OPINIÃO: Álvaro Moreyra, Alvinho  

Eros Roberto Grau

1958. Uma sorveteria na Avenida Atlântica, no Rio. Manuel Bandeira tomava um sorvete. Eu estava para completar 18 anos, criei coragem e me apresentei como capaz de declamar vários dos seus poemas, gravados na minha memória. 

Ficamos amigos – tenho dois livros seus com dedicatórias – e ele me convidou para, uns dias adiante, irmos ao Instituto Nacional do Livro, onde me apresentou a Augusto Meyer, gaúcho de Porto Alegre. 

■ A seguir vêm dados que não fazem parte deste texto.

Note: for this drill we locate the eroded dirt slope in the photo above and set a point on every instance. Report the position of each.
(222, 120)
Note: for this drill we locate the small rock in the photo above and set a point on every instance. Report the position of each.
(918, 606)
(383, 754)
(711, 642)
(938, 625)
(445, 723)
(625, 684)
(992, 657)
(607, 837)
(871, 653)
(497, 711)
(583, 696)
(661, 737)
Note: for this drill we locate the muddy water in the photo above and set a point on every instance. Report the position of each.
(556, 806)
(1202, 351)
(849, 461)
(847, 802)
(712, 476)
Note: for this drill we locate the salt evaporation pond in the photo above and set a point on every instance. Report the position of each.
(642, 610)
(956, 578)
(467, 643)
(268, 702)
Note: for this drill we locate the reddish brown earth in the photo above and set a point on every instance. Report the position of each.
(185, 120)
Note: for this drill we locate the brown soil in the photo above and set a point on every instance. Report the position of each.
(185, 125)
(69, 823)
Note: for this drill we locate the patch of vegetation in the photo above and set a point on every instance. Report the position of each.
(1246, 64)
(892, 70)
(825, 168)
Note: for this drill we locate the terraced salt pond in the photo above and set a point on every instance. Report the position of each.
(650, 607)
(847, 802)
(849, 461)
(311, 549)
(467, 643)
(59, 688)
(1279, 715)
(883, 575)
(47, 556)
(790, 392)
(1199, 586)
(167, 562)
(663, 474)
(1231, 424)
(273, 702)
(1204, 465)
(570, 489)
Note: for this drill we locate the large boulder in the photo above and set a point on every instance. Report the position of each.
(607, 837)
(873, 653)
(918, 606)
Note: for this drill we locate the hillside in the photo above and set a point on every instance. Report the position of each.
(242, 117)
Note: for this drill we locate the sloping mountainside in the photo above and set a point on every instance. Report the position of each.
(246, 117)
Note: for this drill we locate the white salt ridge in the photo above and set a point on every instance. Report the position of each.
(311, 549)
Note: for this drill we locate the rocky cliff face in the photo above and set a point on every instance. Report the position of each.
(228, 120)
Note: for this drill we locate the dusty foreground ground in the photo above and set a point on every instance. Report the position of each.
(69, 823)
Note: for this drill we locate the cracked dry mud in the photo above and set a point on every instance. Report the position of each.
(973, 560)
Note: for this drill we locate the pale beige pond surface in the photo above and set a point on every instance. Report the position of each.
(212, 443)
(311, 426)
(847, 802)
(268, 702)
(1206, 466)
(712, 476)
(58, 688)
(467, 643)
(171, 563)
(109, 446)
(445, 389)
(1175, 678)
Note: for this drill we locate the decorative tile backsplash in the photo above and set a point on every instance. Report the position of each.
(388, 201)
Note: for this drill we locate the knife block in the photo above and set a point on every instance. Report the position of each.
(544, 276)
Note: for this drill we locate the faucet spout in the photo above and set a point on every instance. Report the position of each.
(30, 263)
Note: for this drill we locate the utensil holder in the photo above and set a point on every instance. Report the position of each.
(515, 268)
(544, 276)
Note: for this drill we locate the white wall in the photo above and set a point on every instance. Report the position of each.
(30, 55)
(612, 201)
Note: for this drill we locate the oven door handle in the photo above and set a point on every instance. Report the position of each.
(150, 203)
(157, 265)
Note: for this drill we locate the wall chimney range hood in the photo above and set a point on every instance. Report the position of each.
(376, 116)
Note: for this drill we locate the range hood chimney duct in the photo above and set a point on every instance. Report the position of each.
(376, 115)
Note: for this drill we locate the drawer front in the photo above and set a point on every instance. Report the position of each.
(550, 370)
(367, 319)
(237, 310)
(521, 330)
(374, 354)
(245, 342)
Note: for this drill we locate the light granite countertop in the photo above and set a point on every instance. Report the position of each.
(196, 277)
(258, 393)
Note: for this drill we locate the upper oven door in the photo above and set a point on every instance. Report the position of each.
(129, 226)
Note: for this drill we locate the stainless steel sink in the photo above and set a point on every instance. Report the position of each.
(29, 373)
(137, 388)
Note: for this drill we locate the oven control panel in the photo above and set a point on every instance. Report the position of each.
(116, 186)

Conversamos bastante. Os poemas de Bilú falam da nossa terra – onde tudo que se planta cresce e o que mais floresce é o amor! Logo começamos a falar do Álvaro Moreyra, gaúcho como nós. Jamais estive com ele pessoalmente, embora inúmeras circunstâncias nos unam, como a vencer o Tempo. Amigo próximo, muito próximo do Felipe de Oliveira, Alvinho era casado com uma mulher maravilhosa, Eugênia. 

Em um dos seus livros ele diz, em pequenas frases, que não se arrependia de nada do que fez; já estivera preso nove vezes; nunca fez um inimigo; era um homem de esquerda, mas acreditava em Deus e esperava um lugar no purgatório. 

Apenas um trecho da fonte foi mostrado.